Agrin Is a Major Heparan Sulfate Proteoglycan in the Human Glomerular Basement Membrane

• Published in: The journal of histochemistry and cytochemistry Vol. 46; no. 1; pp. 19 - 27
• Main Authors: Groffen, Alexander J, Ruegg, Markus A, Dijkman, Henri, van de Velden, Thea J, Buskens, Carin A, van den Born, Jacob, Assmann, Karel J, Monnens, Leo A, Veerkamp, Jacques H, van den Heuvel, Lambert P
• Format: Journal Article
• Language: English
• Published: Los Angeles, CA Histochemical Soc 01.01.1998; SAGE Publications
• Subjects: Adult; Agrin - biosynthesis; Agrin - immunology; Animals; Antibodies, Monoclonal; Basement Membrane - metabolism; Basement Membrane - ultrastructure; Bungarotoxins - metabolism; Enzyme-Linked Immunosorbent Assay; Fluorescent Antibody Technique, Indirect; Heparan Sulfate Proteoglycans - metabolism; Heparitin Sulfate - metabolism; Humans; Immune Sera - metabolism; Kidney Cortex - cytology; Kidney Cortex - metabolism; Kidney Glomerulus - cytology; Kidney Glomerulus - metabolism; Kidney Glomerulus - ultrastructure; Microscopy, Fluorescence; Microscopy, Immunoelectron; Muscle, Skeletal - metabolism; Neuromuscular Junction - metabolism; Neuromuscular Junction - ultrastructure; Proteoglycans - metabolism; Rats; perlecan; glomerular basement membrane; heparan sulfate proteoglycan; agrin
• ISSN: 0022-1554; 1551-5044
• DOI: 10.1177/002215549804600104

Agrin is a heparan sulfate proteoglycan (HSPG) that is highly concentrated in the synaptic basal lamina at the neuromuscular junction (NMJ).
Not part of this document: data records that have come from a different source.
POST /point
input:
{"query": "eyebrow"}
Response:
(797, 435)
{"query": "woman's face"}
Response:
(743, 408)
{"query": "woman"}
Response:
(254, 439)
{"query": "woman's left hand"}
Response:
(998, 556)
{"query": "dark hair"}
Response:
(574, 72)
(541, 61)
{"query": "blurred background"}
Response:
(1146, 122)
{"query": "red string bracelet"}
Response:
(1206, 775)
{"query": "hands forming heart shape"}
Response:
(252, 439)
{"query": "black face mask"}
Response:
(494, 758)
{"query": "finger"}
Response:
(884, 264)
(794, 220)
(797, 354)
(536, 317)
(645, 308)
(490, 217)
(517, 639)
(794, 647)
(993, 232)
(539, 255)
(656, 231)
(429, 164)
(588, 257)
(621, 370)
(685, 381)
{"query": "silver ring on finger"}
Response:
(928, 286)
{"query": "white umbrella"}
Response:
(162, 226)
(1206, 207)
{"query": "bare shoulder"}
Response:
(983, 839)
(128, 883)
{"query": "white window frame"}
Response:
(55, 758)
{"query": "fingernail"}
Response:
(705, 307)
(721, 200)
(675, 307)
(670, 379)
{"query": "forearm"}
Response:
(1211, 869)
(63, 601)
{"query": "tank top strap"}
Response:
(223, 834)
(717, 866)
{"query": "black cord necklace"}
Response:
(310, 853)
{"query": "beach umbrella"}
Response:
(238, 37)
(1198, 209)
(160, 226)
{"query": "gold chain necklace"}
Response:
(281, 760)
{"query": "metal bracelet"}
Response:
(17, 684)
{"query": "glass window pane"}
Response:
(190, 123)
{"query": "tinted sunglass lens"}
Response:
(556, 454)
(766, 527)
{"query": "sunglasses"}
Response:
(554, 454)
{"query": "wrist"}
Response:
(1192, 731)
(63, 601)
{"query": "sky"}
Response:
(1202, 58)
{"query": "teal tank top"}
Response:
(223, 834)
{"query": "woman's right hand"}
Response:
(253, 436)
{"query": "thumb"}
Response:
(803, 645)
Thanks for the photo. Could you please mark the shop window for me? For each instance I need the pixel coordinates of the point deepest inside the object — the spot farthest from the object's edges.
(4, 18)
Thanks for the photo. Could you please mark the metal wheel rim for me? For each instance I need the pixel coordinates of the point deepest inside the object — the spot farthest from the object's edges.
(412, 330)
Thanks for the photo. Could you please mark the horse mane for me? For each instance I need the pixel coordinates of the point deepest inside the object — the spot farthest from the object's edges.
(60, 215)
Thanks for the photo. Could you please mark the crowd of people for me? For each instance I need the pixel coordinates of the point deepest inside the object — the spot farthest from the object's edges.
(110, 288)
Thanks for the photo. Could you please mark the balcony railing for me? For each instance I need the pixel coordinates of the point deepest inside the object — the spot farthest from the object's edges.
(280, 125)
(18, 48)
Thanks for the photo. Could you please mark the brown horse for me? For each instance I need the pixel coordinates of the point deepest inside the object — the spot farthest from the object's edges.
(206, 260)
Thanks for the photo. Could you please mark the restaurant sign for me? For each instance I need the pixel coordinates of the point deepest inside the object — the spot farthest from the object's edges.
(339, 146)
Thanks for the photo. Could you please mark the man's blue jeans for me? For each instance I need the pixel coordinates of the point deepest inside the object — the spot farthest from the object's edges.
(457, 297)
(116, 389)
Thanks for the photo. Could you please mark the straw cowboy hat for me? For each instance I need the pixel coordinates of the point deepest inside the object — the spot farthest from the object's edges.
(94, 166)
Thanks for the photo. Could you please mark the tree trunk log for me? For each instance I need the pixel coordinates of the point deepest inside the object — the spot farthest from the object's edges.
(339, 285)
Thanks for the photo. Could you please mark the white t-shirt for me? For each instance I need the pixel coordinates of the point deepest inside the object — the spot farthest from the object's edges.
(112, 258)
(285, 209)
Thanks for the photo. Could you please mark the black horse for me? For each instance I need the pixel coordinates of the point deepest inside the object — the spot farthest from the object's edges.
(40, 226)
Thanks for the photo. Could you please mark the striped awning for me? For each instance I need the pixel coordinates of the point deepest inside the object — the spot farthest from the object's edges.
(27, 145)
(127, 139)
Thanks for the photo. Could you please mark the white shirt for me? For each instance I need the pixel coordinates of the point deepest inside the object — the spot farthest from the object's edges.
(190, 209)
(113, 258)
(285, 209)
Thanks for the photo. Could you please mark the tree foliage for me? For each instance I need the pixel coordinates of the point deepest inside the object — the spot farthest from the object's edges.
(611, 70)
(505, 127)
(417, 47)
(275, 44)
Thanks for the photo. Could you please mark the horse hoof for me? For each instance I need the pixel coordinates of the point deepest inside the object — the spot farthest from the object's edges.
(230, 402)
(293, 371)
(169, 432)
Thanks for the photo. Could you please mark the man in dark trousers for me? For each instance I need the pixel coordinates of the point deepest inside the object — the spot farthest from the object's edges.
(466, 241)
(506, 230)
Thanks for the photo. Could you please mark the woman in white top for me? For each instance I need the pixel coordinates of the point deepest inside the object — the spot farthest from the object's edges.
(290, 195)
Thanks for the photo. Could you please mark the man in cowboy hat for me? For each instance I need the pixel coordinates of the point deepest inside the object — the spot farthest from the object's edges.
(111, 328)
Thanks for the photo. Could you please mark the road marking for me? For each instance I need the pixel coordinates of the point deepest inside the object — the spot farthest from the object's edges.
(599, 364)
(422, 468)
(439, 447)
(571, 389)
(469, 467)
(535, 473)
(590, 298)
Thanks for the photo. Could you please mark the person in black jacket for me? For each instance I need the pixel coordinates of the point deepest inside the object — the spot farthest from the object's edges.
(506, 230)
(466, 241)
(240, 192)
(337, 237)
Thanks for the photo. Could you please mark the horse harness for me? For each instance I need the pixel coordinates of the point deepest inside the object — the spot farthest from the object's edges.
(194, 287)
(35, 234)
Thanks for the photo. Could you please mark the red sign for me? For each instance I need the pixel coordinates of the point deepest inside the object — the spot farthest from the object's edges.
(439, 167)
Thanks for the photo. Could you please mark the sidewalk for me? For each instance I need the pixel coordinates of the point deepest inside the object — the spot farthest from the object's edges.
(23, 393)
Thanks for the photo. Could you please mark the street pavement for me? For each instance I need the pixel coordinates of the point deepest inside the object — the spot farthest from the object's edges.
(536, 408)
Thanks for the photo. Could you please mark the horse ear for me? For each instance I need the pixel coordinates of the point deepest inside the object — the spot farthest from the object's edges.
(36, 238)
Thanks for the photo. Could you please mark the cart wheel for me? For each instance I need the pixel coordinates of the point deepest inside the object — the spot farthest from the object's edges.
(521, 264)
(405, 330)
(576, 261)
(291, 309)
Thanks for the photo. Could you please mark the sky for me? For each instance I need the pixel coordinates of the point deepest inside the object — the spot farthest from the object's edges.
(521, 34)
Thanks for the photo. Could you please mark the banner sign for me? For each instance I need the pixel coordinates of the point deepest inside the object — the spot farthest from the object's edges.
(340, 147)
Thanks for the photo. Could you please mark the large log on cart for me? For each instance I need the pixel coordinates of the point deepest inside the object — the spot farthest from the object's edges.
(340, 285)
Agrin-like immunoreactiv-ity is also detected outside the NMJ. Here we show that agrin is a major HSPG component of the human glomerular basement membrane (GBM). This is in addition to perlecan, a previously characterized HSPG of basement membranes. Antibodies against agrin and against an unidentified GBM HSPG produced a strong staining of the GBM and the NMJ, different from that observed with anti-perlecan antibodies. In addition, anti-agrin antisera recognized purified GBM HSPG and competed with an anti-GBM HSPG monoclonal antibody in ELISA. Furthermore, both antibodies recognized a molecule that migrated in SDS-PAGE as a smear and had a molecular mass of approximately 200–210 kD after deglycosylation. In immunoelectron microscopy, agrin showed a linear distribution along the GBM and was present throughout the width of the GBM. This was again different from perlecan, which was exclusively present on the endothelial side of the GBM and was distributed in a nonlinear manner. Quantitative ELISA showed that, compared with perlecan, the agrin-like GBM HSPG showed a sixfold higher molarity in crude glomerular extract. These results show that agrin is a major component of the GBM, indicating that it may play a role in renal ultrafiltration and cell matrix interaction.